И вот, переполненный этим открытием, с тяжким бременем долга на душе, но весь дрожа от нетерпения выполнить наказ, он, после многих лет, проведенных у сынов Мидеана, посадил на осла жену свою Сепфору (она была знатного рода, дочерью жреца и царя Рагуила и сестрою сына его Иофора, хозяина стад), забрал двух своих сыновей, Гершона и Елеазара, и пустился в обратный путь, в землю Египетскую, что лежит на востоке, в семи долгих днях пути через великую пустыню, — к непаханым низовьям Нила, где река разделяется на рукава и где в округе Кос, именуемой также Гошем, Госем и Гошен,[3] жила и тяжко трудилась кровь его отца.
Там он тотчас же, где только мог — в хижинах, на пастбищах и на работах, — начал изъяснять тем, в ком текла эта кровь, великий смысл своего постижения, при этом он, по привычке, всякий раз потрясал кулаками, не отрывая от тела опущенных рук. Он возвещал, что бог их праотцев вновь отыскался, что он явился ему, Мошэ бен Амраму, на горе Ор в пустыне Син, из среды тернового куста, который горел огнем, не сгорая, что имя его — Иегова, а это означает «я есмь сущий от века до века», но также и «дыхание ветра» и «неистовый ураган», и что он, Иегова, возлюбил их кровь и готов поставить с ними свой завет и избрать их среди всех народов, на одном, однако, условии: они должны клятвенно посвятить себя ему, и только ему, заключив между собою союз для безобразного служения Незримому и не помышляя об ином поклонении.
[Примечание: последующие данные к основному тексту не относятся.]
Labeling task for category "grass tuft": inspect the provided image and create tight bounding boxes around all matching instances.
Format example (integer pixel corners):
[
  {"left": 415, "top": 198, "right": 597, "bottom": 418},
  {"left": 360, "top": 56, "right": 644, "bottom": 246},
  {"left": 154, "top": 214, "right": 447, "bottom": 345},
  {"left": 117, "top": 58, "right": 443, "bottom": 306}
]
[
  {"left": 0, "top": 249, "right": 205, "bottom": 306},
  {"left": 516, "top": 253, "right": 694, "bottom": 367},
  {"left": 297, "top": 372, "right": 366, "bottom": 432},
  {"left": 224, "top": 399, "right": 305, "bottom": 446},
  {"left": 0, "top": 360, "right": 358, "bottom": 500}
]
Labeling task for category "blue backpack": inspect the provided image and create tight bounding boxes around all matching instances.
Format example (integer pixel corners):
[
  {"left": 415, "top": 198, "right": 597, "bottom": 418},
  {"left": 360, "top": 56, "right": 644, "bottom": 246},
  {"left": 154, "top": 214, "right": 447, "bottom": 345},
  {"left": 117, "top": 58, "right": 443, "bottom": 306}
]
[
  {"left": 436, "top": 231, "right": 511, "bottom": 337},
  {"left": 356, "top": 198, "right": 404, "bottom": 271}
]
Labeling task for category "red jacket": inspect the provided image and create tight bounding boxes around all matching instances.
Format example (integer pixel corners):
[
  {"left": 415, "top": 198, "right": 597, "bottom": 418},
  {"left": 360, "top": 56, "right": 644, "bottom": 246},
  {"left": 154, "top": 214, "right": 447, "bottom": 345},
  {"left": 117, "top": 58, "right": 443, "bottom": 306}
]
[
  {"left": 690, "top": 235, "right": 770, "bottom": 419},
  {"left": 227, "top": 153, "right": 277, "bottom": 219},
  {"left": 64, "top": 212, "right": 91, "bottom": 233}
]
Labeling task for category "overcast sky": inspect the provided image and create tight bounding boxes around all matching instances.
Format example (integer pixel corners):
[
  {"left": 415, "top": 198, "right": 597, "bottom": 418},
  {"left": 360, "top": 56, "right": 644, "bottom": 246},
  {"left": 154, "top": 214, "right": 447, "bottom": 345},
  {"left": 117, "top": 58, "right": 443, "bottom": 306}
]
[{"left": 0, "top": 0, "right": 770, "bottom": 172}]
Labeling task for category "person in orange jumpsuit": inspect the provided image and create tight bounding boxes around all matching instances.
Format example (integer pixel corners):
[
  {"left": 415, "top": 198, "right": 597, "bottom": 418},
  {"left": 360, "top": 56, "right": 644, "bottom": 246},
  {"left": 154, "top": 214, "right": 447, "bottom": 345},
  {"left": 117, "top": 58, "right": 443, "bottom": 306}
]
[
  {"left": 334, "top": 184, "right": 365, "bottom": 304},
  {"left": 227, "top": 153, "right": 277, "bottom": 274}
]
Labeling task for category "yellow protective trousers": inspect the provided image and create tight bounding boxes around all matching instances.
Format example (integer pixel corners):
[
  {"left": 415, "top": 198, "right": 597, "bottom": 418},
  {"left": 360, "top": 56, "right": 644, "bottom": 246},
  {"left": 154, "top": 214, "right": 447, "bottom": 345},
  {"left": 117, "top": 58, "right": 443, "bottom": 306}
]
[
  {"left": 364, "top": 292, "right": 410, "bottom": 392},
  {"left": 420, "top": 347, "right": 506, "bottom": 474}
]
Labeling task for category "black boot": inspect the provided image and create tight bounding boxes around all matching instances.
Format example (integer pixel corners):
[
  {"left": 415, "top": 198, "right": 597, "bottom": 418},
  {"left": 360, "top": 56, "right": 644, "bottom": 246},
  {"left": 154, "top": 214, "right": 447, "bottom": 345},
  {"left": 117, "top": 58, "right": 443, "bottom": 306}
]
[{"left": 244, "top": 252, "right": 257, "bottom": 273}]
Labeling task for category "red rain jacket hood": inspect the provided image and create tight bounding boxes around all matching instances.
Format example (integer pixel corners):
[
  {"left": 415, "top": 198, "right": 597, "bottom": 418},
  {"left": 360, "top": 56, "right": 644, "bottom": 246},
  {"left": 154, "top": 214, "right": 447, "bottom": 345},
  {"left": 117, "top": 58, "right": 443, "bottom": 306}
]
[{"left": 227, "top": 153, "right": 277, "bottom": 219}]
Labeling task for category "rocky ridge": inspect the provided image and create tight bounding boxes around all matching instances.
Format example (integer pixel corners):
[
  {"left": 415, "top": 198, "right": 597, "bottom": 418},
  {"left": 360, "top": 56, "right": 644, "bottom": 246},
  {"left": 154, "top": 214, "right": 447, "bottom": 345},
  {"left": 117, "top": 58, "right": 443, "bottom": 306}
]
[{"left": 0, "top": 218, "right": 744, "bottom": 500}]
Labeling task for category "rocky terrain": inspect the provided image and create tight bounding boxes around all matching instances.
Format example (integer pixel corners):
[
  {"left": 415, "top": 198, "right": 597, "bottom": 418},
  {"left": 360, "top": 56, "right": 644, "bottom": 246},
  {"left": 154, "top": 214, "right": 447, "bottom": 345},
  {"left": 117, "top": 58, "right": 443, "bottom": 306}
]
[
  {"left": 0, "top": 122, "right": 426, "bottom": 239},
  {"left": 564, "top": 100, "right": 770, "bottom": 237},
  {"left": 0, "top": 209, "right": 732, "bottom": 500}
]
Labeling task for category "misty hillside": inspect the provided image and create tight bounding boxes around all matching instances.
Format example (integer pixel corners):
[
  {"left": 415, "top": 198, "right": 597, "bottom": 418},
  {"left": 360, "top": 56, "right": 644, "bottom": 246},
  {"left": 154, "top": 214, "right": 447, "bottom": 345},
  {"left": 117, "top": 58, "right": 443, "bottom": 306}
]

Он неотступно буравил их души такими речами, и его кулаки не переставали содрогаться на невиданно широких запястьях. Всего, однако, он им не поведал, утаив от них многое и едва ли не самое важное, ибо боялся смутить и отпугнуть их. О тайносплетениях незримости, то есть о духовности, чистоте и святости, он не обмолвился ни единым словом, предпочтя не уяснять им, что, поклявшись служить Незримому, они должны обособиться, стать народом духовности, чистоты и святости. Из тревоги умолчал он об этом, из опасения их испугать: ведь они, эта кровь отца его, были столь жалкой, столь приниженной и запутавшейся в своих верованиях плотью, что он не мог им доверять, хотя и любил их. И когда он им говорил, что Незримый, что бог Иегова возлюбил их, он вселял в Господа чувства и в уста его вкладывал речи, которые, быть может, и были господними чувствами и речами, но не в меньшей мере принадлежали и ему, Моисею: ведь это он сам возлюбил кровь отца своего, подобно тому как не может не возлюбить ваятель бесформенную глыбу, из которой его руки сотворят высокий и прекрасный образ; и отсюда дрожь нетерпения, которая, вместе с осознанием великой тяжести господнего наказа, переполняла его душу в час, когда он уходил из Мидеана.